The amelioration of cartilage degeneration by photo-crosslinked GelHA hydrogel and crizotinib encapsulated chitosan microspheres

// Pengfei Chen 1, 2, * , Sheng Mei 1, 2, * , Chen Xia 1, 2 , Ren Zhu 3 , Yichuan Pang 4 , Jiying Wang 1, 2 , Jianfeng Zhang 1, 2 , Fangchun Shao 5 and Shunwu Fan 1, 2 1 Department of Orthopaedics, Sir Run Run Shaw Hospital, School of Medicine, Zhejiang University, Hangzhou, 310016, China 2 Key Laboratory of Biotherapy of Zhejiang Province, Hangzhou, 310016, China 3 Department of Orthopaedics, Yiwu Chowzhou Hospital, Yiwu, 322000, China 4 MOE Key Laboratory of Macromolecular Synthesis and Functionalization, Department of Polymer Science and Engineering, Zhejiang University, Hangzhou, 310016, China 5 Department of Pulmonary, Zhejiang Provincial People’s Hospital, Hangzhou, 310016, China * These authors have contributed equally to this work Correspondence to: Shunwu Fan, email: shunwu_fan@126.com Keywords: osteoarthritis, hydrogel, angiogenesis Received: October 09, 2016     Accepted: January 30, 2017     Published: February 27, 2017 ABSTRACT The present study aimed to investigate the synergistic therapeutic effect of decreasing cartilage angiogenesis via exposure to crizotinib encapsulated by chitosan microspheres and photo-crosslinked hydrogel, with the goal of evaluating crizotinib as a treatment for osteoarthritis.

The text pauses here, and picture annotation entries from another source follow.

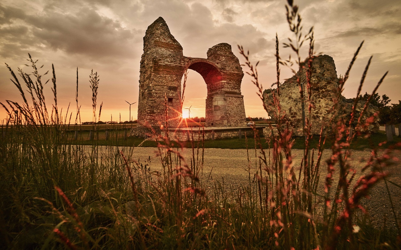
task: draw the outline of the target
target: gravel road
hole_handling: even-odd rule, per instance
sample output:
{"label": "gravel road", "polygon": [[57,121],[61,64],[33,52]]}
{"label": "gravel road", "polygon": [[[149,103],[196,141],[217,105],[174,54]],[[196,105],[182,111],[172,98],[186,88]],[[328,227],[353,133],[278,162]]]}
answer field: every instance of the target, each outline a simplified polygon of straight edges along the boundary
{"label": "gravel road", "polygon": [[[112,148],[105,146],[100,147],[101,151],[112,150]],[[90,147],[88,147],[89,149]],[[132,153],[132,159],[140,162],[144,162],[148,160],[150,156],[150,166],[151,171],[157,170],[161,172],[162,169],[160,157],[156,156],[157,152],[157,148],[156,148],[135,147],[126,148],[129,149],[129,151]],[[184,148],[181,153],[184,156],[188,165],[190,165],[190,158],[192,156],[191,149]],[[268,151],[266,151],[267,155],[268,156]],[[384,151],[379,152],[379,154],[382,154]],[[204,162],[203,180],[206,182],[209,179],[209,182],[207,183],[208,186],[213,185],[213,182],[216,180],[221,182],[224,178],[224,183],[226,185],[232,186],[234,189],[241,184],[247,185],[248,183],[248,167],[250,169],[251,178],[253,177],[257,170],[255,161],[259,162],[257,157],[259,152],[255,156],[254,150],[249,150],[249,163],[248,161],[248,156],[247,150],[245,149],[222,149],[220,148],[206,148],[204,152]],[[294,149],[292,150],[293,157],[294,167],[296,173],[298,176],[299,172],[301,161],[303,155],[302,150]],[[392,152],[393,155],[398,158],[401,159],[401,151],[395,150]],[[194,152],[195,159],[196,156],[196,151]],[[199,152],[199,157],[202,154],[201,150]],[[128,156],[128,154],[126,154]],[[367,160],[371,156],[369,150],[364,151],[351,150],[351,158],[350,159],[350,163],[351,167],[356,172],[356,176],[354,179],[351,187],[363,174],[367,174],[367,171],[362,173],[361,170],[365,166]],[[324,190],[324,182],[326,174],[327,165],[326,160],[331,156],[330,151],[325,150],[322,156],[322,160],[320,167],[321,176],[320,178],[320,186],[318,190],[323,192]],[[338,180],[338,171],[336,170],[334,173],[335,181]],[[392,166],[387,167],[387,171],[389,173],[387,179],[400,185],[401,184],[401,164],[397,162]],[[336,182],[334,182],[334,183]],[[393,203],[395,208],[396,213],[398,222],[401,220],[401,188],[387,182],[389,188],[390,190]],[[334,188],[333,189],[335,188]],[[392,228],[396,227],[394,216],[391,209],[391,205],[387,191],[386,185],[384,181],[381,181],[371,189],[369,194],[369,199],[365,199],[361,203],[368,212],[370,218],[374,225],[381,226],[383,222],[387,221],[387,226]]]}
{"label": "gravel road", "polygon": [[[157,149],[154,148],[135,148],[133,149],[134,159],[140,160],[148,159],[150,156],[150,167],[151,170],[161,170],[160,158],[155,156]],[[303,154],[302,150],[292,150],[294,157],[294,168],[296,170],[299,169],[301,160]],[[383,152],[380,152],[382,154]],[[320,169],[322,176],[320,178],[320,190],[323,190],[324,178],[326,174],[326,160],[329,158],[331,154],[328,150],[325,150],[322,157],[322,163]],[[192,155],[191,149],[184,149],[182,153],[187,161],[190,162]],[[395,151],[392,152],[393,155],[401,159],[401,151]],[[268,152],[266,152],[266,154]],[[253,176],[256,172],[255,164],[255,150],[249,151],[249,162],[250,162],[251,176]],[[195,157],[196,152],[195,152]],[[201,155],[201,152],[200,153]],[[207,148],[205,150],[204,162],[203,167],[204,178],[207,179],[209,174],[213,180],[221,180],[224,178],[225,183],[232,185],[235,188],[241,184],[248,183],[248,156],[246,150],[244,149],[222,149],[220,148]],[[362,168],[366,164],[367,160],[371,155],[369,150],[352,150],[350,163],[350,165],[356,171],[356,176],[354,178],[356,182],[363,173]],[[401,184],[401,167],[399,164],[396,164],[388,168],[387,171],[390,174],[388,179],[398,185]],[[365,172],[366,173],[366,172]],[[336,171],[336,178],[338,178],[338,171]],[[336,176],[335,175],[335,178]],[[205,179],[204,179],[205,180]],[[401,219],[401,189],[393,184],[387,182],[393,199],[393,202],[395,207],[397,217],[399,220]],[[386,191],[386,185],[383,181],[377,184],[371,190],[369,200],[364,199],[362,204],[368,212],[371,219],[374,224],[380,225],[385,220],[388,226],[395,228],[395,223],[393,212],[391,209],[391,204]]]}

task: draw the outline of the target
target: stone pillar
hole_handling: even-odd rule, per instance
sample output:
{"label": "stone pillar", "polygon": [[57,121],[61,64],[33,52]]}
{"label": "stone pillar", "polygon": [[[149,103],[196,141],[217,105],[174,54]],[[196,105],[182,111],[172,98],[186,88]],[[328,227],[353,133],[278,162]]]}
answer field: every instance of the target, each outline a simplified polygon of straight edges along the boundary
{"label": "stone pillar", "polygon": [[213,98],[213,123],[215,127],[227,126],[227,108],[224,96]]}
{"label": "stone pillar", "polygon": [[386,135],[387,136],[387,141],[391,142],[393,141],[392,126],[389,124],[386,124],[385,126],[386,128]]}

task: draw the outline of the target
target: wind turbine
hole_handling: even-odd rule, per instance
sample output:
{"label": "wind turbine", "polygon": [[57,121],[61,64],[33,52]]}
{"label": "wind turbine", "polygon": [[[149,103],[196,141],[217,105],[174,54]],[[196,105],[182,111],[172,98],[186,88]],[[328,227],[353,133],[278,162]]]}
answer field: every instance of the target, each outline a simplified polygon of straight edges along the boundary
{"label": "wind turbine", "polygon": [[191,107],[192,107],[192,105],[191,105],[190,106],[189,106],[189,108],[185,108],[186,109],[188,110],[188,112],[189,112],[188,114],[188,118],[191,118]]}
{"label": "wind turbine", "polygon": [[126,101],[126,102],[127,103],[128,103],[129,104],[130,104],[130,122],[131,121],[131,120],[132,120],[131,118],[131,106],[133,104],[136,103],[136,102],[135,102],[134,103],[130,103],[129,102],[128,102],[127,101]]}

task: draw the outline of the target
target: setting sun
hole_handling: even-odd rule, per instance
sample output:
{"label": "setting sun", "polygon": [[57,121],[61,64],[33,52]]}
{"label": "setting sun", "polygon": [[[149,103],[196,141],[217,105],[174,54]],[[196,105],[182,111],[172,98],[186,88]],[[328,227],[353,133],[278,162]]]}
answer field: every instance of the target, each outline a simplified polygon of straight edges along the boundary
{"label": "setting sun", "polygon": [[182,118],[189,118],[189,112],[188,110],[184,110],[184,109],[182,109]]}

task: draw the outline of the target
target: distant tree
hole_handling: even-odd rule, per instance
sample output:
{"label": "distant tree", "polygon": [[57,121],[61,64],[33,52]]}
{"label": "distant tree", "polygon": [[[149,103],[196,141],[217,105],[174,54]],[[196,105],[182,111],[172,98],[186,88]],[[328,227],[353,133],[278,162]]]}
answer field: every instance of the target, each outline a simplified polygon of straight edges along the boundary
{"label": "distant tree", "polygon": [[273,87],[273,86],[274,86],[274,85],[275,85],[276,86],[279,86],[280,85],[281,85],[282,84],[283,84],[283,83],[282,82],[273,82],[273,83],[272,83],[271,85],[270,86],[270,87],[271,88]]}
{"label": "distant tree", "polygon": [[401,100],[399,100],[397,104],[392,104],[391,108],[388,109],[389,122],[393,124],[401,123]]}
{"label": "distant tree", "polygon": [[[370,94],[365,92],[363,95],[359,95],[359,100],[361,101],[366,102],[368,98],[371,96]],[[355,98],[352,98],[353,100],[355,100]],[[389,123],[393,123],[391,118],[392,111],[391,111],[393,107],[388,105],[388,104],[391,101],[391,99],[385,94],[384,94],[380,96],[378,93],[375,93],[372,96],[371,98],[369,104],[374,106],[376,106],[379,108],[379,118],[380,119],[380,122],[381,124],[386,124]],[[392,104],[398,105],[398,104]]]}
{"label": "distant tree", "polygon": [[[370,96],[370,94],[368,94],[367,92],[365,92],[363,96],[362,95],[359,95],[359,99],[366,101]],[[381,109],[387,106],[391,101],[391,99],[385,94],[382,96],[381,98],[379,93],[376,93],[372,96],[370,103],[379,108],[379,109]]]}

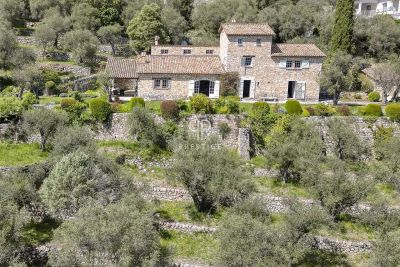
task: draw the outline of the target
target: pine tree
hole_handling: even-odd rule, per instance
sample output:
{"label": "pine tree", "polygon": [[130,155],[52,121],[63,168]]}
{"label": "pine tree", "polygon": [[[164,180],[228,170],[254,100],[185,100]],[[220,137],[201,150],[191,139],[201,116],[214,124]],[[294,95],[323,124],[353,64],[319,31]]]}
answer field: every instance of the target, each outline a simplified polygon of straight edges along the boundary
{"label": "pine tree", "polygon": [[168,41],[167,31],[161,21],[161,8],[157,4],[143,6],[130,22],[127,30],[132,48],[137,52],[149,51],[155,36]]}
{"label": "pine tree", "polygon": [[338,0],[336,3],[335,25],[331,42],[331,51],[350,53],[354,27],[354,0]]}

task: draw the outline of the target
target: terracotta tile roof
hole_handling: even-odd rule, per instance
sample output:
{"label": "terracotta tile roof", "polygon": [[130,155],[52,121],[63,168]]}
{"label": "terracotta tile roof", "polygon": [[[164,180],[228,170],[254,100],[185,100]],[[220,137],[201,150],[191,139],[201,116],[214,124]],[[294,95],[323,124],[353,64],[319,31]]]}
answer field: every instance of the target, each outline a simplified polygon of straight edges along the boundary
{"label": "terracotta tile roof", "polygon": [[326,57],[315,44],[274,44],[273,57]]}
{"label": "terracotta tile roof", "polygon": [[137,73],[222,74],[219,56],[158,56],[137,59]]}
{"label": "terracotta tile roof", "polygon": [[221,31],[227,35],[275,35],[268,24],[261,23],[225,23],[219,28]]}
{"label": "terracotta tile roof", "polygon": [[136,61],[131,58],[110,57],[107,60],[106,72],[112,78],[137,78]]}

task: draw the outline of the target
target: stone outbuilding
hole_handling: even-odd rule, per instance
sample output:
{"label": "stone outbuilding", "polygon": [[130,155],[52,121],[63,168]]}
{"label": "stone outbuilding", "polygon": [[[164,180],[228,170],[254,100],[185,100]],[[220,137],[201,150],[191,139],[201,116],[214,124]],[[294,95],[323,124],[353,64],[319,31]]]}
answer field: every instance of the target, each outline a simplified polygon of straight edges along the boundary
{"label": "stone outbuilding", "polygon": [[110,58],[107,71],[120,97],[186,99],[220,96],[221,76],[238,73],[238,96],[249,100],[317,101],[325,54],[314,44],[277,44],[267,24],[228,23],[219,46],[158,45],[150,55]]}

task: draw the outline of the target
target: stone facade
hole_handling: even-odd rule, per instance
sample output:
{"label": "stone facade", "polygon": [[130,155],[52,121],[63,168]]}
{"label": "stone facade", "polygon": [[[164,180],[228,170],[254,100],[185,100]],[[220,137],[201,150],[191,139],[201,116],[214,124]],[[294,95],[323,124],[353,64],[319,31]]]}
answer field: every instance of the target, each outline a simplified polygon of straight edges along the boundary
{"label": "stone facade", "polygon": [[[161,50],[167,52],[166,55],[184,55],[183,50],[191,50],[190,55],[218,55],[218,46],[184,46],[184,45],[153,45],[151,47],[152,55],[164,55]],[[212,53],[207,54],[207,50]]]}
{"label": "stone facade", "polygon": [[[170,79],[167,89],[155,89],[154,79]],[[146,100],[186,99],[191,81],[219,81],[218,75],[141,74],[138,80],[138,96]]]}
{"label": "stone facade", "polygon": [[[238,45],[238,39],[243,40],[243,45]],[[261,44],[257,45],[257,39]],[[225,70],[238,72],[241,77],[239,96],[243,96],[244,80],[251,81],[250,98],[261,97],[288,98],[289,81],[305,82],[306,101],[319,99],[319,74],[322,68],[322,57],[274,57],[272,56],[272,36],[228,36],[224,31],[220,35],[220,57]],[[252,66],[245,67],[242,59],[252,57]],[[309,62],[309,67],[287,69],[281,67],[282,60],[295,60]],[[285,63],[286,64],[286,63]]]}

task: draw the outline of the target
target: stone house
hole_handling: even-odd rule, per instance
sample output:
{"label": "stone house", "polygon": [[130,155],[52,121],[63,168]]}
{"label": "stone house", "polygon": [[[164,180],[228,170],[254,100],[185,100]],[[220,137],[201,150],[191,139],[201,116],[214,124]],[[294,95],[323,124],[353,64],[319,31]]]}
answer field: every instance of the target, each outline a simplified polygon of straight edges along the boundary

First, we developed and evaluated the characteristics of hydrogels and chitosan microspheres. Next, we measured the effect of crizotinib on the cartilage degeneration induced by interleukin-1β in chondrocytes. Crizotinib ameliorated the pathological changes induced by interleukin-1β via its anti-angiogenesis function. In addition, we surgically induced osteoarthritis in mice, which were then injected intra-articularly with crizotinib-loaded biomaterials. Cartilage matrix degradation, expression of vascular endothelial growth factor and extracellular signal-regulated kinases 1/2 were evaluated after surgery. Treatment with the combination of crizotinib-loaded biomaterials retarded the progression of surgically induced osteoarthritis. Crizotinib ameliorated cartilage matrix degradation by promoting anti-angiogenesis and impeding extracellular signal-regulated kinases 1/2 signaling pathway. Our results demonstrate that the combination of photo-crosslinked hydrogel and crizotinib-loaded chitosan microspheres might represent a promising strategy for osteoarthritis treatment.